After LOC, the propofol concentration was switched from the TCI view to the TCI mode with Schnider Pk model at a target concentration equal to the Ce at LOC. Tracheal intubation was accomplished following neuromuscular blocking drug administration (rocuronium 0.6 mg.kg-1) and patients’ lungs were mechanically ventilated with O2 and air mixture to achieve SpO2 of > 98%, tidal volume of 8 mL.kg-1, and the respiratory rate adjusted to normocapnia. Remifentanil Ce was reduced to 1 ng.mL-1 until surgical incision. Anesthesia maintenance was guided by BISTM (40-60) and HD parameters by the anesthesiologist. The second blood sample was collected 10 min after LOC and then patients were positioned in the KC position carefully and using a ProneView® platform for the head. The third blood sample was collected and parameters were registered 10 minutes after performing the KC position before incision (Figure 2). At this point, phase I of the study was completed.

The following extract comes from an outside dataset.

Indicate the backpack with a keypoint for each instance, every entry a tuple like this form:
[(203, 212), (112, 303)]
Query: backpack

Relationship between propofol effect-site concentration (Ce) (µg.mL-1) and moments of the study (time) in phase I (baseline, SP1, and KC). HD, hemodynamic; LOC, loss of consciousness; KC, knee-chest; SP1, supine.
Relationship between propofol effect-site concentration (Ce) (µg.mL-1) and moments of the study (time) in phase I (baseline, SP1, and KC). HD, hemodynamic; LOC, loss of consciousness; KC, knee-chest; SP1, supine.

3.2.2. Phase II (P2)

After LOC, the propofol concentration was switched from the TCI view to the TCI mode at a Ce target lower than Ce at LOC, calculated using a formula described in detail in supplementary file Appendix 1, which relates the Ce of LOC with the Ce that results in maintaining BIS between 40 and 60.

Tracheal intubation and ventilation settings were similar to phase I. Remifentanil Ce was changed to 1 ng.mL-1 until surgical incision. The second blood sample was collected 10 minutes after LOC. A second reduction of propofol Ce was performed with the same magnitude as the CO variation observed in phase I patients and 2 minutes later, the third blood sample was collected. Afterward, patients were placed in the KC position as described in phase I. Ten minutes after KC positioning and before incision, the fourth blood sample was collected (Figure 3). At this point, phase II of the study was completed.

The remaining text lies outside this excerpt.